Cristian Cottet
“A Dios ningún hombre lo ha visto jamás”
(Juan 1,18)
En el Evangelio de Juan (1:1), la palabra (el verbo) y el gesto (el hacer), son Dios. En verdad es la representación de éste, que al no mostrarse recurre a la mediación de símbolos que pasan a ser Él. Desde su inicio el texto bíblico instala el signo como figura predominante y autoritariamente excluyente. Si aceptamos la definición que Eco propone como signo, “…todo lo que, a partir de una convención aceptada previamente, pueda entenderse como alguna cosa que esta en lugar de otra” (Eco, 1991. 34), debemos aceptar que ese Dios se significará por la palabra y los hechos de Él provenientes. Aunque parezca un tanto forzado y apresurado llegar a esta respuesta, no puedo si no proponer que el campo principal de la semiótica queda desde ya descubierto y determinado en el texto bíblico, incorporando además parte del arsenal lingüístico que, con el correr de los siglos, serían asunto de conflicto y cuestionamiento.
Nuestro objeto de estudio es Dios, que ha creado, en un acto de mayúscula generosidad, al “hombre” a su imagen y semejanza. Pero si sólo tenemos una imagen de él no podemos construir icono con sus propiedades sino con las de la imagen, con las características del ser humano.
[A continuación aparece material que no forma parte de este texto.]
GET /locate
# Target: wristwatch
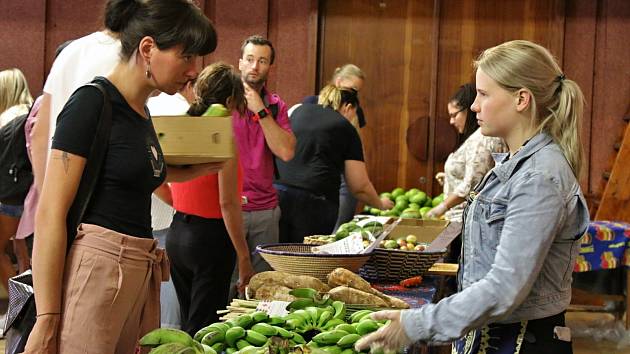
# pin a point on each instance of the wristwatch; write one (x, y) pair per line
(261, 114)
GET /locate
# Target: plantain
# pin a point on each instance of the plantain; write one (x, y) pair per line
(213, 337)
(305, 293)
(160, 336)
(346, 327)
(298, 338)
(276, 320)
(259, 316)
(173, 347)
(330, 337)
(254, 338)
(367, 326)
(300, 304)
(348, 341)
(357, 316)
(234, 334)
(208, 349)
(325, 317)
(242, 343)
(283, 332)
(265, 329)
(332, 324)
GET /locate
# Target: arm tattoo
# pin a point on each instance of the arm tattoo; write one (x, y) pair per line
(65, 159)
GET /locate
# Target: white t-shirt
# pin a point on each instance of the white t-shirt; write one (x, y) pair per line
(168, 105)
(12, 113)
(93, 55)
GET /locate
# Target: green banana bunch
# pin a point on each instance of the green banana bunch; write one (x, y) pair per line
(244, 321)
(233, 335)
(340, 310)
(254, 338)
(259, 316)
(357, 316)
(298, 338)
(212, 338)
(218, 347)
(332, 324)
(348, 340)
(305, 293)
(160, 336)
(265, 329)
(330, 337)
(173, 347)
(276, 320)
(347, 327)
(333, 349)
(366, 326)
(208, 349)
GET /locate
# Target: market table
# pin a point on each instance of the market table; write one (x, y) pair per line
(605, 247)
(417, 297)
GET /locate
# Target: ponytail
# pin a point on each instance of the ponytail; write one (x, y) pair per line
(118, 13)
(563, 123)
(558, 103)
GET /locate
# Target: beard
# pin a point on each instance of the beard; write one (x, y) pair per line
(259, 80)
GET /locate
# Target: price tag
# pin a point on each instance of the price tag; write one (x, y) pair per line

En el debate acerca de la construcción icónica (iconicismo) se confrontan otros términos que, según sea el perfil que cada autor pretende dar a éste, toman ahora mayor o menor relevancia, perfeccionando o desarticulando su inicial acervo icónico. Una intrincada madeja que nos pasea por igual número de alternativas y alternancias de contenido. Sea por una u otra razón histórica, el primer acercamiento a la palabra ícono destina siempre a la carga doctrinaria-religiosa que se le ha dado en su construcción como instrumento de convencimiento y dominación, derivando a una instalación cultural que hace al sentido común (tan manoseado y expuesto) hacer de éste una representación totalizadora de la religiosidad católica, que resume patéticamente la doctrina, la representación pública de lo sagrado y sublime y lo no visto (Dios). En este contexto, la imagen no es otra cosa que la representación de Dios, en sus más variados y disímiles formas, es la adoración, respeto y temor, el instrumento de disciplinamiento.
Para graficar de mejor manera esto, el texto bíblico que sigue:
“Y pasó Dios a decir: ‘Hagamos un hombre a nuestra imagen, según nuestra semejanza […] Y procedió Dios a crear al hombre a su imagen, a la imagen de Dios lo creó; macho y hembra lo creó…” (Génesis 1, 26 – 27)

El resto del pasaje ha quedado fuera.